Similarly, after the first female suicide attack in Iraq, AQI leader Abu Muss’ab al-Zarqawi released a message used to shame men into action by detailing the women as ‘pleading for martyrdom operations’. A culmination of increased military pressure and a lack of male recruits led Zarqawi to allow female participation under ‘special circumstances’.
The necessity for female suicide bombers has been synonymous with territorial losses, as a means to restore strength to the insurgency through tactical surprise.
Ideology as rhetoric
The Islamic State has made a point of changing its rhetoric to conform with changing tactics. With the organisation losing influence, the Islamic State has weaponised its available female population to meet its needs.
Though, the Islamic State has underestimated the agency of its own women wanting to pursue martyrdom operations.
Whilst appearing to accommodate more equality amongst its combatants, this is mere rhetoric compared to any substantial change in ideology. And though Islamic State leaders foresee female suicide bombers as a temporary fix, there are already instances where Western women, sympathetic to the Islamic State’s cause, have seen this new role as a sign to mobilise.
The future is female?
It’s no secret that the Islamic State has relied on women for survival of the caliphate. Though, a brief history of female suicide operations reveals more about the terror group than first thought.
The use of female suicide bombers, from AQI to the Islamic State, has exposed a complex relationship with women and jihad, one based more on necessity, than ideological revolution.
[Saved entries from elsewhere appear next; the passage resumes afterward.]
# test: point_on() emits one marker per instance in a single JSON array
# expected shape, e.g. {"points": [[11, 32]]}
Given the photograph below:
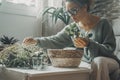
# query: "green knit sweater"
{"points": [[102, 41]]}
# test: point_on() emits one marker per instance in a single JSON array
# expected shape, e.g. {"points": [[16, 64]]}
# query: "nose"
{"points": [[74, 18]]}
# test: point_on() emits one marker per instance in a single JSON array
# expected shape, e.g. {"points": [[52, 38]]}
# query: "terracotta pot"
{"points": [[65, 58]]}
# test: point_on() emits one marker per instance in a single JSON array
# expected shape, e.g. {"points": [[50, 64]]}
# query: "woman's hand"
{"points": [[80, 42], [29, 41]]}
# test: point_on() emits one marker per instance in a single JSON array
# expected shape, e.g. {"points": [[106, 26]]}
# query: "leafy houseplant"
{"points": [[8, 40], [20, 56], [57, 13]]}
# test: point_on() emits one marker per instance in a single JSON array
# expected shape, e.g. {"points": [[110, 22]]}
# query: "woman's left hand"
{"points": [[80, 42]]}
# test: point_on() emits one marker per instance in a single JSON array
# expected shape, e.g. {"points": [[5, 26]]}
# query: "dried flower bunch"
{"points": [[18, 55]]}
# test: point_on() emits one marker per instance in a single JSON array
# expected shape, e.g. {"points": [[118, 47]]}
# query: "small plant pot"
{"points": [[65, 58]]}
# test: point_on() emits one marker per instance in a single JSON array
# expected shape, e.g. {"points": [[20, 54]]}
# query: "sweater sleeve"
{"points": [[60, 40], [108, 43]]}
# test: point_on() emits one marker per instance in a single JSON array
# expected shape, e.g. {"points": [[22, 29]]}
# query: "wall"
{"points": [[18, 26]]}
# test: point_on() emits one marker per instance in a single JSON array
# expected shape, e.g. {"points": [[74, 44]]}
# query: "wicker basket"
{"points": [[65, 58]]}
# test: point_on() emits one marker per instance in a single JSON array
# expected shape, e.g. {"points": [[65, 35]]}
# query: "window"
{"points": [[20, 7]]}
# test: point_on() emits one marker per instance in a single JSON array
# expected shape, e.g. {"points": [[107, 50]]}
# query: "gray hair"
{"points": [[81, 3]]}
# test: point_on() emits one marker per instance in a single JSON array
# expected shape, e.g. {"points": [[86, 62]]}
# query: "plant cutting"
{"points": [[57, 13]]}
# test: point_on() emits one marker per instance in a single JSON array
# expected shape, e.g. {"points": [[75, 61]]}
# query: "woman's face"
{"points": [[76, 12]]}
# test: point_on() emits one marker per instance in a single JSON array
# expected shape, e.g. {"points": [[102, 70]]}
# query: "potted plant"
{"points": [[7, 41], [57, 13]]}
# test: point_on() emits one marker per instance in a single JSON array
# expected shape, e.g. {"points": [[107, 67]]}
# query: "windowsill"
{"points": [[52, 72]]}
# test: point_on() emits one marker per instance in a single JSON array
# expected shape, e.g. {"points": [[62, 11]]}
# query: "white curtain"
{"points": [[26, 2]]}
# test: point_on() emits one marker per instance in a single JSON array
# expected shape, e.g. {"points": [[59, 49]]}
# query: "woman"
{"points": [[98, 48]]}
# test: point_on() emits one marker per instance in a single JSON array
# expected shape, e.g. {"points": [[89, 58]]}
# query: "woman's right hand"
{"points": [[29, 41]]}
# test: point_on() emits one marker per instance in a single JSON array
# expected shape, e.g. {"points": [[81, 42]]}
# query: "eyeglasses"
{"points": [[73, 11]]}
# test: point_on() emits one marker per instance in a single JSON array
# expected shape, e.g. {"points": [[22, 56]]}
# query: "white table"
{"points": [[50, 73]]}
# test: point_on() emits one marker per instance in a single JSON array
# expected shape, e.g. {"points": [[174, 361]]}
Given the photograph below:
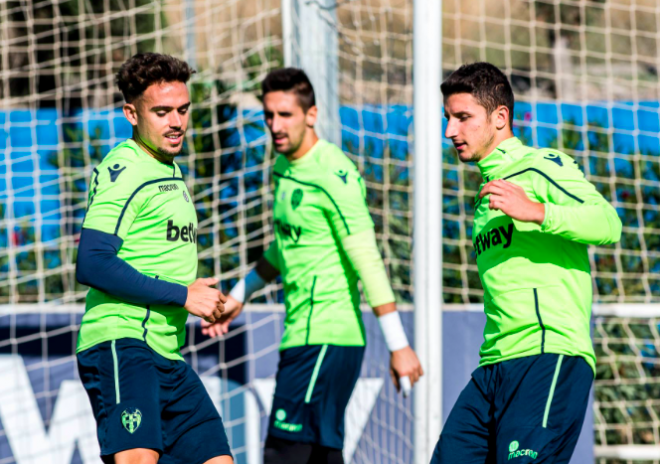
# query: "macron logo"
{"points": [[115, 171], [186, 233]]}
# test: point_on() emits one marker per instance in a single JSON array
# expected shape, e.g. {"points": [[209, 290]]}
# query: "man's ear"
{"points": [[130, 112], [311, 115], [501, 115]]}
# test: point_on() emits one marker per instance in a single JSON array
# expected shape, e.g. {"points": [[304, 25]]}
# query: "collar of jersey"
{"points": [[503, 155], [307, 157]]}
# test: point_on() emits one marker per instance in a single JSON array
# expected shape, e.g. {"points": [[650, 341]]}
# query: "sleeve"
{"points": [[574, 209], [346, 204], [114, 199], [271, 255], [98, 266], [365, 257]]}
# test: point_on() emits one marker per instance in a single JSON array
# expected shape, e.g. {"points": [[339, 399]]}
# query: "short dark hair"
{"points": [[485, 82], [144, 69], [290, 80]]}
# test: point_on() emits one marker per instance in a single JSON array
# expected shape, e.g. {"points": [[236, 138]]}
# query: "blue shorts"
{"points": [[526, 410], [314, 384], [142, 400]]}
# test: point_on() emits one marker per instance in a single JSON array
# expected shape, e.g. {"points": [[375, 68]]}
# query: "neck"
{"points": [[151, 152], [309, 141], [500, 136]]}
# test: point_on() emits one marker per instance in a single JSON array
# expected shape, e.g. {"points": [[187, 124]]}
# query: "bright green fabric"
{"points": [[363, 253], [319, 200], [147, 204], [536, 279]]}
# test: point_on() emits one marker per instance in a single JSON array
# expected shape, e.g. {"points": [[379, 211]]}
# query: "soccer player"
{"points": [[324, 241], [138, 253], [535, 214]]}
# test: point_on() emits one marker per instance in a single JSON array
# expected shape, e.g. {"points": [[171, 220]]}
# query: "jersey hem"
{"points": [[286, 346], [537, 351], [170, 356]]}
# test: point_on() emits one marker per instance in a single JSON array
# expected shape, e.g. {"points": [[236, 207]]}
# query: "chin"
{"points": [[170, 151]]}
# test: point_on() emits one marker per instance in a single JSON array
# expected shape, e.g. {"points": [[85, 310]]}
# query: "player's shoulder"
{"points": [[124, 166], [335, 169], [551, 163]]}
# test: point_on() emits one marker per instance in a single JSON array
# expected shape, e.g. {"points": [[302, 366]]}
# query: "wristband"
{"points": [[392, 328], [247, 286]]}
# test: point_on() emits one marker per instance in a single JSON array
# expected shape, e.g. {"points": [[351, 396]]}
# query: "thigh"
{"points": [[543, 418], [193, 430], [314, 385], [467, 436], [328, 395], [324, 455], [122, 384], [281, 451]]}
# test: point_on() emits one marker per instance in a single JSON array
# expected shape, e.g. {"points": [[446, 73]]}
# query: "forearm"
{"points": [[99, 267], [594, 224], [365, 258]]}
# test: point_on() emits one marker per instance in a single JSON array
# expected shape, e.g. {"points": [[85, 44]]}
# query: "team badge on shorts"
{"points": [[131, 419]]}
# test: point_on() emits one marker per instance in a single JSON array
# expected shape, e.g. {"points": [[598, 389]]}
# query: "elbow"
{"points": [[82, 274]]}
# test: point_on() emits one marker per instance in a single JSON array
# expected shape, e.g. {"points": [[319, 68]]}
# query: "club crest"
{"points": [[131, 419]]}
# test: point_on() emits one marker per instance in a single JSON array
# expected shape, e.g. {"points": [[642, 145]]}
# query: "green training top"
{"points": [[536, 279], [319, 200], [146, 204]]}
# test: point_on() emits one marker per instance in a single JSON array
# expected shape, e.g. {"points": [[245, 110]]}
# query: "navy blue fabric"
{"points": [[98, 266], [498, 418], [176, 416], [322, 419]]}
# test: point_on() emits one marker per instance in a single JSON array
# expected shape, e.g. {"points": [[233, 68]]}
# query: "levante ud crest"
{"points": [[131, 419]]}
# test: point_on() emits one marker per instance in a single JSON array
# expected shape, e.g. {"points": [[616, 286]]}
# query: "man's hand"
{"points": [[512, 201], [221, 326], [404, 363], [204, 301]]}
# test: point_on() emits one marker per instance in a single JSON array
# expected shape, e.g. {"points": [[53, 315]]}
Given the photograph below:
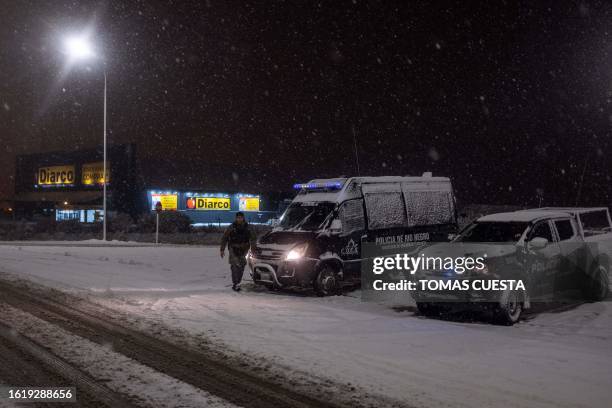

As long as certain conditions apply (lack of male recruits, territorial losses and increased military pressure), we can expect a female wave of violence.
With this stark reality in mind, policymakers and security services would be wise to reconsider the female threat as a redirection in the Islamic State’s long game. And with the Islamic State permitting female jihad, the enemy can no longer be designated by gender.
Indeed, as the group would have it, the enemy has become increasingly indistinguishable.
Olivia Adams is a Research Assistant at the Lowy Institute.